Tyson and Purdue are big brands - almost as familiar to American consumers as Tide and Oreos. But while relatively few consumers would say that detergent or grocery store brands are truly equal to Tide or Oreos, most of the shoppers we surveyed said that store brand poultry and store brand beef were really just as good as their national brand counterparts. Store brands of sausage, hot dogs, sliced lunchmeats or cheeses fall far short of national brand parity (in the collective ratings of our shoppers). Store brand meat and poultry are rated just about equal to national brands.

To understand where consumers are with this and where they are going, it's helpful to think about how brand equity develops over time. Most of the great food retailers built their franchise on the quality and value of their fresh meat and poultry.

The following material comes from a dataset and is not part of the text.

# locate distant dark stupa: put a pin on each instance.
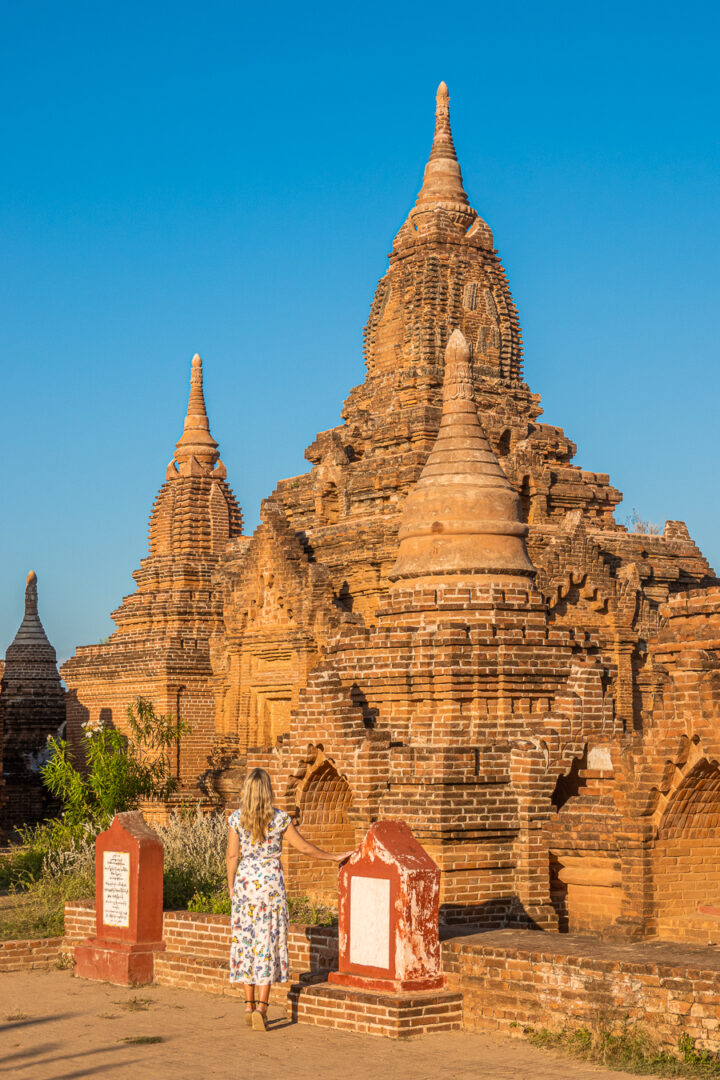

Even as case ready meat and chicken from Tyson, Black Angus and others make significant inroads into the nations meat cases, many of the consumers who are buying them have personal and family histories to remember and defend - and those histories include holidays and everyday meals based on roasts or steak or chickens from Kroger or Safeway or Freddy's. The cookies may have come from Nabisco and the hot dogs from Oscar Mayer but the meat came from Jewel or Red Owl.

As one consumer put it, "The brands have more color and more coupons but they really cook up and taste the same." Another wrote: "The main difference between store brands and national brands is that the store brands are packed fresh in the store and the national brands aren't." Only one of the more than 200 consumers we heard from on this subject associated national brands with greater safety than store brands on an unaided basis. "I question the cleanliness of all meat/poultry/fish packaged in the store. When I do purchase poultry in a supermarket, I purchase only national branded products which were not cut and wrapped at store level."